The grove grew still, the serpent settled. “So soon?”
I nodded. It couldn’t see me, but it could feel me in the currents of air. It was that large and that smart.
It rumbled and shifted a bit. I saw the ridge of its horned head rise just above the horizon. That’s as much as I’ve ever seen of it. The serpent never shows itself, not even to those who command the power I do. Not until the very end, when the serpent and I will not be the friends we are today.
I faced the tree, quieted myself, reached in to the teeming, swaying mass of keys, and took one in my hand. I could feel the last warm feelings of love and hope and bright mornings of joy fade as I gently pulled it away from the others and gave it a sharp yank. The wire snapped with a click that resounded through the meadow. The serpent shifted again, uneasily.
The key sat in the palm of my hand for just a moment, then it blew away, bit by bit, dead as a crumbled leaf in late autumn. I could hear the arguments, feel the impenetrable walls of anger and stubbornness. The despair set into my heart like a great stone. I winced. That was the worst part. The last part. When it dies for good, for ever.
“I’m sorry,” the serpent said. “You come here too often. I do not like to see what it does to you.”
I shrugged and took a moment to focus on where I was again. “What can I do, wyrm? The tree must be trimmed. Dead keys have to be removed. It’s not my fault hope dies. I don’t control the mortals and their stupid, arrogant, short-sighted…” I threw up my hands and looked down, through the lush meadow, toward the World that Is.
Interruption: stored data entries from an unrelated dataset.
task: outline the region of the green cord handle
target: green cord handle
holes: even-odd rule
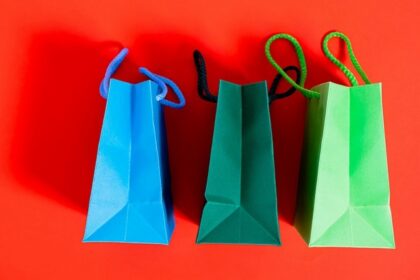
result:
[[[299,60],[300,71],[301,71],[301,79],[300,79],[299,84],[297,84],[292,78],[290,78],[289,75],[287,75],[287,73],[280,67],[280,65],[277,64],[277,62],[274,60],[273,56],[271,55],[271,49],[270,49],[271,44],[273,44],[273,42],[278,39],[285,39],[289,41],[293,45],[293,48],[296,51],[296,54]],[[279,33],[279,34],[275,34],[271,36],[270,39],[267,40],[267,43],[265,43],[265,55],[268,61],[271,63],[271,65],[274,66],[274,68],[276,68],[276,70],[280,73],[280,75],[282,75],[286,81],[288,81],[294,88],[299,90],[304,96],[308,98],[319,98],[320,96],[319,92],[305,88],[305,80],[306,80],[308,70],[306,68],[305,55],[303,54],[302,47],[300,46],[296,38],[285,33]]]
[[[340,60],[338,60],[330,51],[328,48],[328,42],[331,40],[331,38],[340,38],[346,43],[347,50],[349,51],[350,60],[353,63],[354,68],[356,69],[357,73],[359,73],[360,77],[362,77],[363,81],[366,84],[370,84],[370,81],[368,77],[366,76],[366,73],[363,71],[362,67],[360,66],[359,61],[357,61],[356,56],[354,55],[353,48],[351,46],[350,39],[344,35],[341,32],[330,32],[325,36],[324,41],[322,42],[322,48],[324,50],[325,56],[331,60],[332,63],[337,65],[338,68],[346,75],[347,79],[349,79],[352,86],[357,86],[359,83],[357,82],[356,77],[354,74],[350,71],[349,68],[347,68]]]

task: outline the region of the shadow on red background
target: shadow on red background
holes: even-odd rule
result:
[[[86,211],[105,102],[98,83],[113,42],[53,31],[33,37],[11,164],[32,191]],[[93,94],[95,93],[95,94]]]
[[[236,83],[269,80],[275,70],[264,56],[267,38],[246,37],[235,57],[227,58],[202,42],[179,34],[139,35],[116,77],[144,79],[137,67],[167,76],[183,90],[187,106],[166,109],[172,193],[175,209],[198,224],[210,156],[216,105],[201,100],[196,90],[192,52],[206,58],[210,88],[219,79]],[[23,77],[11,165],[16,178],[31,191],[86,213],[105,100],[98,86],[108,62],[121,48],[115,42],[93,42],[75,34],[52,31],[34,36],[28,50],[30,68]],[[312,86],[331,80],[325,58],[318,60],[303,45]],[[286,43],[273,48],[282,66],[294,64]],[[277,57],[277,55],[275,55]],[[282,82],[280,91],[289,87]],[[305,98],[299,93],[272,106],[280,217],[292,223],[303,138]]]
“Go easy,” the serpent said. “It is only your job, not your identity. You are the Gardener. You trim the Tree. You do not make it grow and thrive. That is their job, foolish and fragile though they be.”
“You’re right,” I sighed and looked down at my hands, where the last grains of dust — the last memories of a love long gone — blew away in the breeze of time. “I only wish it mattered to them more. Maybe if they could see how much it matters.”
The serpent laughed. “Not bloody likely, little crying man! How long did it take you to understand your job here?”
“Have I already told you to get bent today?” I asked, a smile coming to my lips. The serpent knew me far better than I knew him. Then again, that was his job as Guardian of the Meadow of Time. I turned my back on the tree and its many, many keys. He really was right. I hated the job of pruning, but it was necessary. Death has no place here. Not yet. What fades here always comes back. That is the way of all things living. Until the end.
Until the serpent and I are no longer friends. Until the day we end each other’s lives.
But that is a great many days from now. I hope.
I have a key on that tree as well. My love for this place,
May it remain forever.
I think this is the first time I’ve blown through the 250-word limit in this incarnation of the Friday Fiction prompts (prompt here so you can play along). The story came in at 850 words, which I think is about the right length for it. It simply needed more room. That is the way of stories, sometimes. You can’t argue with them very effectively. They’re quite stubborn.